Potin du 18/01/08
18 Janvier 2008 , Rédigé par AAR - AUBENASSON Publié dans #planeur-aar
23.14 Bonsoir. Hier, j'étais absent et suis rentré tard sans avoir le courage de vous donner des nouvelles. Aujourd'hui, je suis là devant mon clavier comme un écrivain devant sa feuille blanche. Je pense vous avoir fait part de tout ce que j'avais pensé mettre par écrit au sujet de mes aventures aeronautiques vécues essentiellement à Aubenasson. peut-être seriez vous intéressés par d'autres aventures vécues en l'air mais ailleurs qu'à Aubenasson. Quelques commentaires de votre part pourraient m'éclairer à ce sujet.

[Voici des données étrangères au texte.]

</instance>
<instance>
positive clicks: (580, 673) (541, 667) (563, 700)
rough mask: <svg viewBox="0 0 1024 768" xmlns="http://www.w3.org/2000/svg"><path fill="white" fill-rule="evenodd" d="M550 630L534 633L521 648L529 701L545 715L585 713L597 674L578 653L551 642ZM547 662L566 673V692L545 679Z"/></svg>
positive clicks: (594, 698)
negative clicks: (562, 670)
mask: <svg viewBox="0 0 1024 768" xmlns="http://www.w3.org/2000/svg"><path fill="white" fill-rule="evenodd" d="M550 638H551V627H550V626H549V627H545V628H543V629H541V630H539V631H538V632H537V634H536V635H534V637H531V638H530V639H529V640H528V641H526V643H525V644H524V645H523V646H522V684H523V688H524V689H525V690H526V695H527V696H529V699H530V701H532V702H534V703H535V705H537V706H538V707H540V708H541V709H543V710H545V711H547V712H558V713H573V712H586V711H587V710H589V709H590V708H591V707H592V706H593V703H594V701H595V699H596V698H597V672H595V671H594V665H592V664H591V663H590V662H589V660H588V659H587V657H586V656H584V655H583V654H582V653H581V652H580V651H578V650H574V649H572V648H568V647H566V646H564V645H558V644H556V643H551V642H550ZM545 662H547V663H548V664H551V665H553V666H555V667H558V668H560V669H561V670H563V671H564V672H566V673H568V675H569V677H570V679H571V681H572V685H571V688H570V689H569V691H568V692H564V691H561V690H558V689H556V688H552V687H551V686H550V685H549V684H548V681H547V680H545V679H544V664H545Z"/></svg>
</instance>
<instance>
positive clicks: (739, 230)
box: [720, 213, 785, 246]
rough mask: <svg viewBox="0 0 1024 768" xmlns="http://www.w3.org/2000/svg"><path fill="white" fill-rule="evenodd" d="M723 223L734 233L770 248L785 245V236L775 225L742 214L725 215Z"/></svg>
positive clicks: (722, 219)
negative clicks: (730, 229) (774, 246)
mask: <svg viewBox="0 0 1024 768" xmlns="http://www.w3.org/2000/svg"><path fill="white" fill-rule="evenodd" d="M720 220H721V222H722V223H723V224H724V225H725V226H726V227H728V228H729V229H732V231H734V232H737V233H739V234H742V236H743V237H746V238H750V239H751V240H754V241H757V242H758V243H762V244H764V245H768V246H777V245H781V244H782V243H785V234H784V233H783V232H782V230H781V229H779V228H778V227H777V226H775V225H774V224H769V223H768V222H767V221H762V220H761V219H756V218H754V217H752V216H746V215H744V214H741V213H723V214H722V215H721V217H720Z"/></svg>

En tout cas, sachez combien l'aviation fut pour mon frère et moi une vraie passion. Et ceci dès notre plus jeune enfance. Des choses comme l'odeur que l'on retrouvait en visitant les hangars pleins d'avions. C'était d'abord l'odeur inoubliable de l'huile de ricin et puis dans les plus gros avions de tourisme quadriplace avec cabine fermée, l'odeur des sièges en cuir et une autre odeur bien spéciale qui venait je ne sais d'où mais que nous retrouvions toujours avec exstase. C'était aussi parfois tenus par la main de notre père en uniforme de service le dimanche où nous visitions les hangars militaires de Bron. Le salut des mécanos suivit d'une franche poignée de mains à notre père nous rendaient fiers. Il y avait là de vrais artistes. L'un d'eux avait fait la maquette en métal noirci d'un Caudron Simoun qui est resté sur le bureau de mon père à la maison. Un autre Caudron avit été fait mais en bois et le socle était une "tranche" d'hélice. Maman avit eu comme cadeau d'un mécanicien un oeuf en bois pour repriser les chaussettes. Cet oeuf était tourné dans un moyeu d'hélice et c'est là que j'ai découvert qu'une hélice est faite d'une pile de planchettes superposées avec les fibres du bois croisées à 90° L'oeuf à repriser est un objet aujourd'hui obsolète mais qui était très utile. Enfilé dans la chaussette percée cet oeuf permettait de faire des reprises sans coudre les deux parois de la chaussette ensemble. Ces reprises ne se font plus. Heureusement pour les pauvres chinois qui verraient leur chiffre d'affaire divisé par quatre. Cependant en 1945 lorsque je me suis engagé dans l'armée on se servait du quart militaire bien connu pour repriser nos chaussettes!